As a charter school advocate, I emphasize the aspect of charter schools that says they ought to be innovative. I am, I guess you could say, an educational libertarian. I'd gladly put myself in a school run by Steve Jobs. So, as I hear more and more that charter schools need to be research based, I cringe a bit. In fact, it strikes me that an innovative and research based program of anything may very well be an oxymoron.
Innovative means something that is new and untried or a major change to something that exists. Research based, seems to imply that something has been tried.
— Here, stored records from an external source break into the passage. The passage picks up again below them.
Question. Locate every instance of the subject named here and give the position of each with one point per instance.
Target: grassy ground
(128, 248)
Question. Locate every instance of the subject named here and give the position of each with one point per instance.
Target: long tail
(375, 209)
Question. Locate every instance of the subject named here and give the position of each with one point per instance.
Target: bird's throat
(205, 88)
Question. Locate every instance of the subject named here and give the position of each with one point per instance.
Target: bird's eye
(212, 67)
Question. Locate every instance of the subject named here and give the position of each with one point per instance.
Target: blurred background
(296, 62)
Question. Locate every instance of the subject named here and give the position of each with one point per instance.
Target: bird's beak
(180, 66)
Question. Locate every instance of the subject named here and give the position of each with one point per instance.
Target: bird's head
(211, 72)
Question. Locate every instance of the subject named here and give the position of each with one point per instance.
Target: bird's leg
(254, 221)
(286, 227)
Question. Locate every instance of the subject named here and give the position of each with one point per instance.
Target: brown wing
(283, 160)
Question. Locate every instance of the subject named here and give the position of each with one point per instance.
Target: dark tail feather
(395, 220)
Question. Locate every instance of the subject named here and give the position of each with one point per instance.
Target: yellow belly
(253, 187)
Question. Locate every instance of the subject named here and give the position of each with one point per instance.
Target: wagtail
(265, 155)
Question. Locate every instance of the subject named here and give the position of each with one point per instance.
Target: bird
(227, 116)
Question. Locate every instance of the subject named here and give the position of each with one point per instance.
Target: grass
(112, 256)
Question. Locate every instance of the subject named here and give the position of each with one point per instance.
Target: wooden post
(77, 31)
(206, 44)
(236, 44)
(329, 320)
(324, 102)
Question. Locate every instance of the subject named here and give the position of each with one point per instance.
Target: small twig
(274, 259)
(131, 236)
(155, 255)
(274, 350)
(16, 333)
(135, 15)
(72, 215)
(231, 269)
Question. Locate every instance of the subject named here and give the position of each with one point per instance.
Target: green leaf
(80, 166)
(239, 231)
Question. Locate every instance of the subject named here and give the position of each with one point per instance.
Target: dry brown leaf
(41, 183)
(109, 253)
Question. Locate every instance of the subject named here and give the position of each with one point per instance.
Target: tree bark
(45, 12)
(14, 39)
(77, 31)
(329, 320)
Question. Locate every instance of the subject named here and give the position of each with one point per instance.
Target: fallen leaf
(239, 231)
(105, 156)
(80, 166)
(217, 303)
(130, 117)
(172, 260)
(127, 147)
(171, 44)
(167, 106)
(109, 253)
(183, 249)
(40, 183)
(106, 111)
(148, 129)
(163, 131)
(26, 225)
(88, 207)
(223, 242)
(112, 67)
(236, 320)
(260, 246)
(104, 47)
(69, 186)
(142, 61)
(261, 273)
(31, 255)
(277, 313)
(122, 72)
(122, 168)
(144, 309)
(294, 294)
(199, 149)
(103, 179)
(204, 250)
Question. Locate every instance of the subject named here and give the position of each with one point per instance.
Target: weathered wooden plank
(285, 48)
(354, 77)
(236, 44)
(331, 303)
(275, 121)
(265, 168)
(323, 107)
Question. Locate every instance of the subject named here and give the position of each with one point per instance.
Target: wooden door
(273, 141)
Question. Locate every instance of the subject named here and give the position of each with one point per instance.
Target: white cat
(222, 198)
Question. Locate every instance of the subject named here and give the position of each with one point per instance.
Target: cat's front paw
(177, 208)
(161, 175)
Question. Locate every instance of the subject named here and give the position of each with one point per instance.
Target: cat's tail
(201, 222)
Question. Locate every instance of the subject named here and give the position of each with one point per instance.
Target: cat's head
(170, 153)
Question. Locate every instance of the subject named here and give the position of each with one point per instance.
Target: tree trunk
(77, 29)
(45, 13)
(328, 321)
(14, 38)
Even though it may not be fully implemented, it seems that for something to be research based means that it is established and has a track record.
So, I guess my question is "Doesn't it defeat the purpose of having charter schools, if we require that they be innovative, but also research based?" It seems to me that the very reason for having charter schools is that they implement ideas about which research is later done.
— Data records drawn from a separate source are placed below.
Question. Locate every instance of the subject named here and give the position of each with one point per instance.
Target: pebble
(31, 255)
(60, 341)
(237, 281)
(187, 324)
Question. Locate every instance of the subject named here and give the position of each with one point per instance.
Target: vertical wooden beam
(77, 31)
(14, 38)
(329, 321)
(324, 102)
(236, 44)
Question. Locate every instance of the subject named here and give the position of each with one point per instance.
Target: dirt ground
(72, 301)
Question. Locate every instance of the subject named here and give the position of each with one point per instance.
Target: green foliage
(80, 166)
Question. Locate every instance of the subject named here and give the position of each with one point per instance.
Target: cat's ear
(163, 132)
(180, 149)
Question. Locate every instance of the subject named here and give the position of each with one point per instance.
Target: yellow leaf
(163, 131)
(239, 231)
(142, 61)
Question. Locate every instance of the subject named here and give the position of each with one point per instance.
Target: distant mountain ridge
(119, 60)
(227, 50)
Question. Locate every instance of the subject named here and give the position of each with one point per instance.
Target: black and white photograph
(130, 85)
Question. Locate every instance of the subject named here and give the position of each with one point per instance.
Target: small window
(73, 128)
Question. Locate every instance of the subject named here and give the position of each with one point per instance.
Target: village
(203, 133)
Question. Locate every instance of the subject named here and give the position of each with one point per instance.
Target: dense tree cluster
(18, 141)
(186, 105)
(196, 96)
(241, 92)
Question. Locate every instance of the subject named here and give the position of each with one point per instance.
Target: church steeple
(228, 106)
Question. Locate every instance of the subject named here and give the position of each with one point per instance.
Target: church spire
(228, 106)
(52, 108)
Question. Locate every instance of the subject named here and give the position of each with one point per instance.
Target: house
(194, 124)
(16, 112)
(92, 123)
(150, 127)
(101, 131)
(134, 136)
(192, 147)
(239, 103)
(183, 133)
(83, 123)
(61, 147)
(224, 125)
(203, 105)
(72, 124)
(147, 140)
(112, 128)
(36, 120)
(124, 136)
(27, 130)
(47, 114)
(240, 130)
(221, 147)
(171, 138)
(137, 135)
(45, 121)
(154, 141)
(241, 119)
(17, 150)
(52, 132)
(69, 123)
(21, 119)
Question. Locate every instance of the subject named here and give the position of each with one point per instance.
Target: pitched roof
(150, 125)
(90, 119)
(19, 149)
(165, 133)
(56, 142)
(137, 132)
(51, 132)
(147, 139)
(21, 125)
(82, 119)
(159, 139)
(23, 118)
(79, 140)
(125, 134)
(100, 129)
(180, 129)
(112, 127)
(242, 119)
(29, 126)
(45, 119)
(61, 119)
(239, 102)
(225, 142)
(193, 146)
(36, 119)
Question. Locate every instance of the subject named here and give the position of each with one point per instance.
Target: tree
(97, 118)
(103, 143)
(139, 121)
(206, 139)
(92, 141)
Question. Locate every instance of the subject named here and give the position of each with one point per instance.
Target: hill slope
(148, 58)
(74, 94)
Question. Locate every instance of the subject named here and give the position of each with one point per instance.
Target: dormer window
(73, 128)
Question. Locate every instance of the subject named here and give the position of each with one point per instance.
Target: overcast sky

A few weeks ago I wrote about the bureaucracy that seems to be creeping into the charter school world. Perhaps I'm in the minority, but I want my kids in an experiment. As long as it's an experiment that I choose and that isn't chosen for me, I don't have a problem with it. Experiments are how innovation takes place.
Thomas Edison didn't discover the light bulb immediately. He had to experiment. He had to try things that no one else had tried before. Steve Jobs didn't know that Apple computers would be accepted (in fact many laughed at him), but they started a revolution. The iphone is incredibly popular, but it's not because there was lots of research done to demonstrate that people would love it.
Disruptive innovation isn't found by just doing some small things better. Disruptive innovation is made when someone breaks the mold. Call me strange, but I'd rather let a charter school break a few molds in the hopes of finding something truly innovative rather than trusting the same old educators that have a vested interest in the current bureaucracy make minor "research based" changes a little at a time.
I'd rather seek true innovation rather than settle for an oxymoron.